Von Oktober 2009 bis Juni 2010 war sie wissenschaftliche Mitarbeiterin bei der Kommission für das Repertorium „Geschichtsquellen des deutschen Mittelalters“. Von 2010/11 bis 2012 war sie wissenschaftliche Mitarbeiterin an der Heinrich-Heine-Universität Düsseldorf. Giese wurde im Wintersemester 2011/12 an der LMU München mit der Venia legendi für Mittelalterliche Geschichte und Historische Hilfswissenschaften über das Thema der König als Jäger im früh- und hochmittelalterlichen Europa habilitiert.

Im Wintersemester 2012/13 war sie Gastprofessorin an der Eberhard Karls Universität Tübingen.
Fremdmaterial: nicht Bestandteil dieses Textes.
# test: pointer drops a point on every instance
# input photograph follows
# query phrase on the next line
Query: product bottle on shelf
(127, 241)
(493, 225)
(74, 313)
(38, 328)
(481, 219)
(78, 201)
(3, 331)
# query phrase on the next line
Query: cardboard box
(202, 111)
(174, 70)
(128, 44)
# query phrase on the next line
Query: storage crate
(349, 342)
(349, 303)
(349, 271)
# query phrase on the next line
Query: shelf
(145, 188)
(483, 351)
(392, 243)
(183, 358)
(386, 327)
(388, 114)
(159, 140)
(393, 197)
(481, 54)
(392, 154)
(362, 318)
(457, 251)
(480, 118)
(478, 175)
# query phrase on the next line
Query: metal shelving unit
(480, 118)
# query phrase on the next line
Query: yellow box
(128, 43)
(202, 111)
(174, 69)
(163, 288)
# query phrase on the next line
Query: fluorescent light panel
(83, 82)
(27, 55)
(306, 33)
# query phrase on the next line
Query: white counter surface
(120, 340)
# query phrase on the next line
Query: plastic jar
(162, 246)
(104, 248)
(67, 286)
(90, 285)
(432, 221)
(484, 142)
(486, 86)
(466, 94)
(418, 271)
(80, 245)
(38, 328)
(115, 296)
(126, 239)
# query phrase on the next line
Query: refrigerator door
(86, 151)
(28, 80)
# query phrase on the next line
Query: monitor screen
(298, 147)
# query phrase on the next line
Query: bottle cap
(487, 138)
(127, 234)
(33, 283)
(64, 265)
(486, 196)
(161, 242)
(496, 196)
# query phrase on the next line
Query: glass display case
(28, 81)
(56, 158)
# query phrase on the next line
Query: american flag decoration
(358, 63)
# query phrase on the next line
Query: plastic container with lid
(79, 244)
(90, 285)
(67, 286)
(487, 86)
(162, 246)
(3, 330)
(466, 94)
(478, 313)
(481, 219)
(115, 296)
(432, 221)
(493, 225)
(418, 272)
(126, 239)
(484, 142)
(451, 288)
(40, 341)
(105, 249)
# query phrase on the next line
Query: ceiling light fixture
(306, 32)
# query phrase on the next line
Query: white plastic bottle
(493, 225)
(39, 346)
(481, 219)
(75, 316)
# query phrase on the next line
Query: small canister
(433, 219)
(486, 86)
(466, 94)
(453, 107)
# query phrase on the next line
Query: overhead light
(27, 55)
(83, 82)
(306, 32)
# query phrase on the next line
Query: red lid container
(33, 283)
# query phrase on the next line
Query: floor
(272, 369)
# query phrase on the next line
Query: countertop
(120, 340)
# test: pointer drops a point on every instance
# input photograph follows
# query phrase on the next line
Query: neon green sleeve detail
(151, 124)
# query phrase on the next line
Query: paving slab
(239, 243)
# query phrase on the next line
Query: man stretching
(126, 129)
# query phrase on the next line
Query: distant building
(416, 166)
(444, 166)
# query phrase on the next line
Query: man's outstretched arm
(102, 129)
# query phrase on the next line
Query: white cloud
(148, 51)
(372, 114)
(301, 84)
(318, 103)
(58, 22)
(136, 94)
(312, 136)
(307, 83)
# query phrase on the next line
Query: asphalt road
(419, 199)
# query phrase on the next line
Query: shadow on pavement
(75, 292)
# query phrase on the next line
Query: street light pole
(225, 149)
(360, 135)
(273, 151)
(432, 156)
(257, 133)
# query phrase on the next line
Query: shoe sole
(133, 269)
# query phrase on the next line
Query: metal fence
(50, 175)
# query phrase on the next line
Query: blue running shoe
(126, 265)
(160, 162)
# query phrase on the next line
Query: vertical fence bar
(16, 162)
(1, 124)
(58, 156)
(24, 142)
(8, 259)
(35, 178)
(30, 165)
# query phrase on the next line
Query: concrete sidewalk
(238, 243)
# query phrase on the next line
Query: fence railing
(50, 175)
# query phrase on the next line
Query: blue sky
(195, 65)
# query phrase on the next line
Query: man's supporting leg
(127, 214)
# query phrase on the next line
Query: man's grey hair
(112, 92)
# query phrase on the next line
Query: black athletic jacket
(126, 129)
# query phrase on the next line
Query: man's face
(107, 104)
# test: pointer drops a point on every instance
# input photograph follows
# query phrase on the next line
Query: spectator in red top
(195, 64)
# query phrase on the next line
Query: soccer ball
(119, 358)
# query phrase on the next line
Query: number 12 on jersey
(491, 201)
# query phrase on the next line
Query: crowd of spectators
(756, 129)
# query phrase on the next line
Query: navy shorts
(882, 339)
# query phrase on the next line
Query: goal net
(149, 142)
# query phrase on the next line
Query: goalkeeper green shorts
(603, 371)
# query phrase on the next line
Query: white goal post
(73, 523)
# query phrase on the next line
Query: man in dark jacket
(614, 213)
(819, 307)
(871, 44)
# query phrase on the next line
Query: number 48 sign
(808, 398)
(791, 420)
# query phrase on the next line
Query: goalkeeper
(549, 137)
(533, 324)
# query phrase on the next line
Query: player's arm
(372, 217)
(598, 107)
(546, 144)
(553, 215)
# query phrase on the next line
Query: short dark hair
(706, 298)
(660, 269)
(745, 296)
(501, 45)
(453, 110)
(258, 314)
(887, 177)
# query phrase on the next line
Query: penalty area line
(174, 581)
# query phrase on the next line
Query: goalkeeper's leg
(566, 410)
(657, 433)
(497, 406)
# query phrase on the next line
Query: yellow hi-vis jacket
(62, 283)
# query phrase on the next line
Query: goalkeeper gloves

Im Wintersemester 2013/14 war sie in Tübingen Lehrstuhlvertreterin für Steffen Patzold. Im Wintersemester 2014/15 war sie Vertretungsprofessorin an der Universität Düsseldorf und im Sommersemester 2015 hatte sie eine Professurvertretung an der Universität Potsdam. Giese lehrte ab 2015 in der Nachfolge von Heinz-Dieter Heimann als Professorin für die Geschichte des Mittelalters an der Universität Potsdam. Im Dezember 2016 hat sie einen Ruf auf die W3-Professur für Mittelalterliche Geschichte an der Ernst-Moritz-Arndt-Universität Greifswald erhalten und abgelehnt. Einen im November 2018 erhaltenen Ruf auf die W3-Professur für Mittelalterliche Geschichte und Historische Hilfswissenschaften an der Julius-Maximilians-Universität Würzburg hat sie im März 2019 angenommen. Dort lehrt sie seit dem 1. April 2019. Sie ist seit 2018 Mitglied des Konstanzer Arbeitskreises für mittelalterliche Geschichte. Im Jahr 2023 wurde Giese zum ordentlichen Mitglied der Bayerischen Akademie der Wissenschaften gewählt.[1]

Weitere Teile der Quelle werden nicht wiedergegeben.